Her ocean-blue eyes flooded with tears. She tried to speak. As if she were choking, her hand clutched at her throat.
I had disrespected her feelings. My jaw hung loose; my mouth agape. I felt that I was slowly sinking inside of myself. I realised that she was helpless—a fish out of water. I stared in great horror at what I had done. Finally I flinched away and stumbled as I stood. I muttered angrily, to myself, to the world, to everything—
“Well, all right, then! If you will be that way!” I swallowed my sobs and pushed her forcefully back into the water. Unexpectedly she fell rigidly and crashed heavily into the peak of a large wave. And my reaction too slow to catch her again, powerlessly, I watched her sink. Her hair floated up around her head and her arms trailed after her as she disappeared. Her eyes were fixated on mine. Her mouth opened as if to say something. I watched her thin wilting shape as it dimmed, deepening in blue. A wave fell over her face. She was pulled away into darkness and she was gone. I had upset her serenity. Perhaps she had drowned by being out of the water. I could not know. My mind was white, numb, and filled with a high-pitched note.

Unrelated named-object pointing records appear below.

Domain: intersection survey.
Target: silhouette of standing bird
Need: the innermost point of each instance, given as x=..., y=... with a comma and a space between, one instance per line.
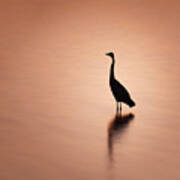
x=118, y=90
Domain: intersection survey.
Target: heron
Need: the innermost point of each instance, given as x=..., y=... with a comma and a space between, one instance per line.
x=119, y=92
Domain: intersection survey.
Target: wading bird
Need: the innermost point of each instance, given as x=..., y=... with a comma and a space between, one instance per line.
x=118, y=90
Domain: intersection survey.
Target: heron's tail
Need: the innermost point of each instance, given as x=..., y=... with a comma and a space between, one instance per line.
x=131, y=103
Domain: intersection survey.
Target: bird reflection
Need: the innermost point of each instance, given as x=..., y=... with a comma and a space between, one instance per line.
x=116, y=128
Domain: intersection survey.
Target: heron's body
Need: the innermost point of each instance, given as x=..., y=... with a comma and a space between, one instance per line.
x=119, y=92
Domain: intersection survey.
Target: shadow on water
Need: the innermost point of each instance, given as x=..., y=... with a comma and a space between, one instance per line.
x=116, y=128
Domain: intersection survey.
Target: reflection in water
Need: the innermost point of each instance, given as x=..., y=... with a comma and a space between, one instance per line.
x=116, y=127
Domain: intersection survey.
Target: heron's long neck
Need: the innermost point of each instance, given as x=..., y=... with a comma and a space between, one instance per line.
x=112, y=69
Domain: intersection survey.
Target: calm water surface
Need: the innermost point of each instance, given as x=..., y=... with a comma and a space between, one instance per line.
x=57, y=112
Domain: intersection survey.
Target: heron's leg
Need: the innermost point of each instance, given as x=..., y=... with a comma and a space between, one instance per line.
x=120, y=108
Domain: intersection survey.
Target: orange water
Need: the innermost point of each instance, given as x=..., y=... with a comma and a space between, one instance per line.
x=56, y=110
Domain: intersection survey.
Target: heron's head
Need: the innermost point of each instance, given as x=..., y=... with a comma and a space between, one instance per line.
x=111, y=54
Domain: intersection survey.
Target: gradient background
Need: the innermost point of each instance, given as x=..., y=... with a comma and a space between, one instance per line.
x=56, y=105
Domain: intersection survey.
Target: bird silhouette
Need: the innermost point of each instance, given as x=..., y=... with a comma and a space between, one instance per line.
x=119, y=92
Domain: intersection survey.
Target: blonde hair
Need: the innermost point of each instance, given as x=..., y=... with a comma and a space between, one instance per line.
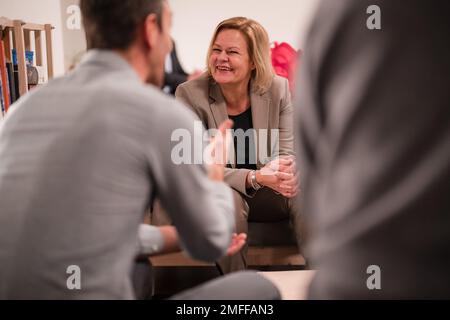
x=258, y=47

I stumbled up the beach. My eyes were wet. My dreams were lost. I was too late. I thought that my heart had broken with her spell. My breaths were short warm gasps. “It should never have been this way,” my voice cracked, as fluid dripped from my nose to my chin. “It should never have been this problematical.” I should never have reacted the way that I did. I asked too much of her. I sighed, dazed, trying escape the event by separating my feelings from my thoughts. I attempted to focus on the fact that the blue sky existed, but lapsed into the thought—‘I should never have acted so conceited.’ I drowned her. Gone forever. ‘I am a horrible person,’ I concluded. How could I have tried to stop a wave from breaking? How could I have hoped to hold the water of the sea in my hands? I shivered and shook. “Get out of my mind,” I growled.